Demokratów z Jabłoka i nacjonalistów – tych od Żyrinowskiego i tych z małej organizacji Patrioci Rosji – łączy głównie wzajemna wrogość. A komuniści z ugrupowania Ziuganowa i Sprawiedliwa Rosja usiłują konkurować o ten sam lewicowy elektorat. Na pierwszy rzut oka ich porozumienie wydaje się więc dziwaczne. Ale nie jest takie dla każdego, kto zna historię rosyjskich wyborów. I ukoronowanie tej historii w postaci wyborów władz Moskwy dwa lata temu.

– To była wielka lekcja. Dla nas wszystkich stało się jasne, że trzeba współpracować – mówi wiceszefowa moskiewskiego oddziału Jabłoka Galina Michaliewa. Były to wybory zmanipulowane demonstracyjnie, urągające nawet rosyjskim standardom. Słynna stała się historia Siergieja Mitrochina z Jabłoka – według oficjalnych danych nie uzyskał ani jednego głosu w obwodzie wyborczym, w którym głosował on sam i cała jego rodzina. Nawet ta okoliczność nie przekonała jednak Centralnej Komisji Wyborczej o potrzebie przeprowadzenia śledztwa. Na masową skalę i przy bierności milicji wyrzucano wówczas z komisji obserwatorów z partii opozycyjnych. Dosypywano głosy do urn. Podwyższyło to frekwencję i zapewniło rządzącej Jednej Rosji przygniatające zwycięstwo. Bezwzględna większość ankietowanych wtedy moskwian uznała, że wybory były „imitacją" prawdziwego głosowania.
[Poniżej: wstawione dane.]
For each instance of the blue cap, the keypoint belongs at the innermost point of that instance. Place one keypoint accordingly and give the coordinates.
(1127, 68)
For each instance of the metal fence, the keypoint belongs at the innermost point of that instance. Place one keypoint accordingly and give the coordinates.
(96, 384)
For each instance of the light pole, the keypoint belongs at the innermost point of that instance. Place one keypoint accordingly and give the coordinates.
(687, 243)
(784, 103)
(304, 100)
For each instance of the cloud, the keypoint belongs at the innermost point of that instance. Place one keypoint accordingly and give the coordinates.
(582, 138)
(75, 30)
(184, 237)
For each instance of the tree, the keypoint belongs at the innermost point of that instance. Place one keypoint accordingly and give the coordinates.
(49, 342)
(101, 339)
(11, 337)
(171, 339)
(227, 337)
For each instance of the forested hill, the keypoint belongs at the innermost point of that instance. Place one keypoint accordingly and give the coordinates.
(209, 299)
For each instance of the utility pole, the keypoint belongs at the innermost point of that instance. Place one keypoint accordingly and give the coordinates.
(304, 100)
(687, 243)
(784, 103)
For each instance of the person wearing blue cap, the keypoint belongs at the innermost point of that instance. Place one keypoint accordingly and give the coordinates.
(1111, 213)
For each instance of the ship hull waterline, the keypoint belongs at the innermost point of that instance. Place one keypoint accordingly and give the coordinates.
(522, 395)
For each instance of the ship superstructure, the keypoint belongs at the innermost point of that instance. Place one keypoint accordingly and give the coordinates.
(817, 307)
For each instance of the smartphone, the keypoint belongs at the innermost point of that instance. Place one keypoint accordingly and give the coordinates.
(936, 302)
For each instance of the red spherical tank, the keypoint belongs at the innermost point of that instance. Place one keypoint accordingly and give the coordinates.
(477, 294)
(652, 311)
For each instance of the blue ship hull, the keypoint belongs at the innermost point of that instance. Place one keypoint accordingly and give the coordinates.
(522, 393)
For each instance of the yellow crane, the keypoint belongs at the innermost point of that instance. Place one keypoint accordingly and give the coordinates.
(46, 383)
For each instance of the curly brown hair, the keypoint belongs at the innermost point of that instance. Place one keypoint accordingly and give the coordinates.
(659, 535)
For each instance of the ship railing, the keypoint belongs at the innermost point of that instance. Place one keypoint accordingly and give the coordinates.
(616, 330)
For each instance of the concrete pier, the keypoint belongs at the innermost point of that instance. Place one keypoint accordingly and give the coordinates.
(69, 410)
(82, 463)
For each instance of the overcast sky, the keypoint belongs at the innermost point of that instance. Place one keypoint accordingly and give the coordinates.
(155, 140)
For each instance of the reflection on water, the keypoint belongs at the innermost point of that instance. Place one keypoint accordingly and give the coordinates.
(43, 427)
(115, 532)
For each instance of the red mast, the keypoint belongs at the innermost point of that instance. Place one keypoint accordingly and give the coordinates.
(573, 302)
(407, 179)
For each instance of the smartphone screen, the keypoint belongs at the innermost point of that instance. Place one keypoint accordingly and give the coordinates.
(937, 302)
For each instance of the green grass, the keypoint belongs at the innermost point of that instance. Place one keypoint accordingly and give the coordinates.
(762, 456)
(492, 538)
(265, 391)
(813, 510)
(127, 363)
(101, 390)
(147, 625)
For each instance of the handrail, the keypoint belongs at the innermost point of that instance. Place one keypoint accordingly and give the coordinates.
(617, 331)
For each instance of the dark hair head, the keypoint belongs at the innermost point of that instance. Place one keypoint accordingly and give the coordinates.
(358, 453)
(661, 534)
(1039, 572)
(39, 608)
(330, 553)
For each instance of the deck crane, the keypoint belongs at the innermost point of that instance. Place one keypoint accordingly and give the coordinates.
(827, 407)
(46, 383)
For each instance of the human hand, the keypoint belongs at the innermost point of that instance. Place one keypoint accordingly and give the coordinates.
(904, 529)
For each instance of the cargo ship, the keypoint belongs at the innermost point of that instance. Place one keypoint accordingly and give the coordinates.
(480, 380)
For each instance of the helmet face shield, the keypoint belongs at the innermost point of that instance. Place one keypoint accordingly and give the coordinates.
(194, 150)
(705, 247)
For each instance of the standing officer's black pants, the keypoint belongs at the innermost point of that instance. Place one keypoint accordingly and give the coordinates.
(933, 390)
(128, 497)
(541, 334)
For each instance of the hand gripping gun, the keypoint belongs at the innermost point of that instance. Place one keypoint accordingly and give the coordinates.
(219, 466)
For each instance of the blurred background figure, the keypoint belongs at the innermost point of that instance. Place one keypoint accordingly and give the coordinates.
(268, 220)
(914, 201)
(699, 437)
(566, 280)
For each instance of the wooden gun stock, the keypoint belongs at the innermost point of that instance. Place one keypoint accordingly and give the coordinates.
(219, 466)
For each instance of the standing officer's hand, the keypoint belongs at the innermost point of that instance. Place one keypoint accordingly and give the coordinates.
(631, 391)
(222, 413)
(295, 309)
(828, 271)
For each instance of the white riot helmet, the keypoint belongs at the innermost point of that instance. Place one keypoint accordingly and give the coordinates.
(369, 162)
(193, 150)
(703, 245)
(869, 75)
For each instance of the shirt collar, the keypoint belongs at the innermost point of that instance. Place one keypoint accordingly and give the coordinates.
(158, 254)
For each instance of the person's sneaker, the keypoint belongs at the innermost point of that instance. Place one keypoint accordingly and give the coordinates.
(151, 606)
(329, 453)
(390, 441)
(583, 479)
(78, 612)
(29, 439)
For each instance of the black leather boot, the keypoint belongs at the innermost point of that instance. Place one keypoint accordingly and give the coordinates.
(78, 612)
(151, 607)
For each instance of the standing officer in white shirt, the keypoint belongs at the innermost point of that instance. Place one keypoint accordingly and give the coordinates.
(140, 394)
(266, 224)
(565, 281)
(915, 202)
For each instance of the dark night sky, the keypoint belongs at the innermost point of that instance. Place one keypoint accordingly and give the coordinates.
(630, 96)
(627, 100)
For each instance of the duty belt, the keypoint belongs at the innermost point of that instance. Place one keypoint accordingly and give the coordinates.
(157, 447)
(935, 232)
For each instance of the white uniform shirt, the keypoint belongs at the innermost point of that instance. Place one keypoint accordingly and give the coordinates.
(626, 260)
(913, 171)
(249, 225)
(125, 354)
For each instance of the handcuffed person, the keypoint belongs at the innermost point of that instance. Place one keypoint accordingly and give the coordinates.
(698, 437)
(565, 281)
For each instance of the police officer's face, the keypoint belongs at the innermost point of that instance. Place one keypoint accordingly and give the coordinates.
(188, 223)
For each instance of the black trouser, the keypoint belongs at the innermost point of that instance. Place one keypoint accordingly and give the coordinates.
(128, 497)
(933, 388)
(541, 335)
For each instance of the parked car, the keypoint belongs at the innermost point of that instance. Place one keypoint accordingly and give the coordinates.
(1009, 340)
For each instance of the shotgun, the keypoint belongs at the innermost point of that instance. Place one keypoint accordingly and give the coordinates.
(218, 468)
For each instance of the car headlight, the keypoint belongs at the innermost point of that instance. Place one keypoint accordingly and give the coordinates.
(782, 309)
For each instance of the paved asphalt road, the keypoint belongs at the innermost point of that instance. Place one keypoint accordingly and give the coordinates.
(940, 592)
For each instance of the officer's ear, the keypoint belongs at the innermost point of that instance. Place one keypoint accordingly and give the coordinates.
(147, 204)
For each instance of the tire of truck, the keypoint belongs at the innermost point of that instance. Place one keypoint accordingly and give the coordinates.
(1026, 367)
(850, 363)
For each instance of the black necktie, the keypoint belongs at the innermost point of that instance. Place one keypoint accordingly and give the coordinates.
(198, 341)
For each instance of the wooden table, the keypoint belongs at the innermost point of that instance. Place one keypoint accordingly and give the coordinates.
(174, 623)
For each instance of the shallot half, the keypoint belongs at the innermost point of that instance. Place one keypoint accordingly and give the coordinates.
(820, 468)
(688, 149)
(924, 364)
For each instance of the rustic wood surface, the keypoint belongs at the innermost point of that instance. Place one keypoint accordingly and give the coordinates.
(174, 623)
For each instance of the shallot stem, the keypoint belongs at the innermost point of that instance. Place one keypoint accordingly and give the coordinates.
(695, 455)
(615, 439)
Sygnatariusze porozumienia pięciu partii (dotyczy ono Moskwy, ale partie ustaliły, że podobne umowy zostaną podpisane we wszystkich regionach) chcą wprowadzić obserwatorów do wszystkich komisji nadzorujących grudniowe wybory do Dumy. Zapowiadają też zaopatrzenie ich w kamery, które mają rejestrować przebieg liczenia głosów. Obserwatorzy w większości zgadzają się co do tego, że w Moskwie fałszerstwo na skalę 2009 roku raczej się nie powtórzy. Tu bowiem partie opozycyjne mają realne struktury i – jeśli władza nie zacznie czynnie przeciwdziałać – kontrolowanie wszystkich komisji leży w zakresie możliwości ich połączonych sił. – Moskwa to największy problem dla władzy – mówi szef fundacji Petersburska Polityka Michaił Winogradow. – W ogóle ludność miast powyżej miliona mieszkańców jest nastrojona znacznie bardziej krytycznie niż reszta Rosjan – dodaje.

Co do możliwości kontroli liczenia głosów na prowincji – a tam mieszka zdecydowana większość rosyjskich wyborców – sceptyczni są nawet opozycyjni politycy, którzy podpisali porozumienie. – Patrząc na sprawę realnie, w skali kraju damy radę skontrolować około połowy komisji – ocenia członek Komitetu Centralnego Komunistycznej Partii Federacji Rosyjskiej Wadim Sołowiow. – A to dlatego, że większość partii ma rozwinięte struktury jedynie w dużych miastach. W miasteczkach i na wsiach praktycznie ich nie ma – tłumaczy. Borys Karalicki z Instytutu Globalizacji i Ruchów Społecznych podkreśla, że fizyczne fałszowanie wyników głosowania było w Rosji niegdyś powszechne, ale teraz staje się coraz rzadsze. – Podstawową metodą zarządzania procesem wyborczym jest teraz selekcja na wejściu, czyli dopuszczanie do udziału w nich jedynie tych partii opozycyjnych, o których wiadomo, że nie mają szans na większe poparcie – mówi. – W Rosji jest bowiem powszechną praktyką uniemożliwianie, pod rozmaitymi prawnymi pretekstami, opozycyjnym partiom rejestracji, a ich zwolennikom uczestnictwa w wyborach do Dumy.

Zdaniem Karalickiego w tej chwili żadna partia w Rosji nie potrafi zainteresować ludzi swoimi hasłami. Dlatego jest on sceptyczny co do tego, czy kontrola głosowania przyniesie opozycji pozytywne rezultaty. – Teraz człowiek albo w ogóle nie idzie na wybory, bo wszystkie partie są dla niego równie odpychające, albo idzie głosować na władzę – konkluduje ekspert.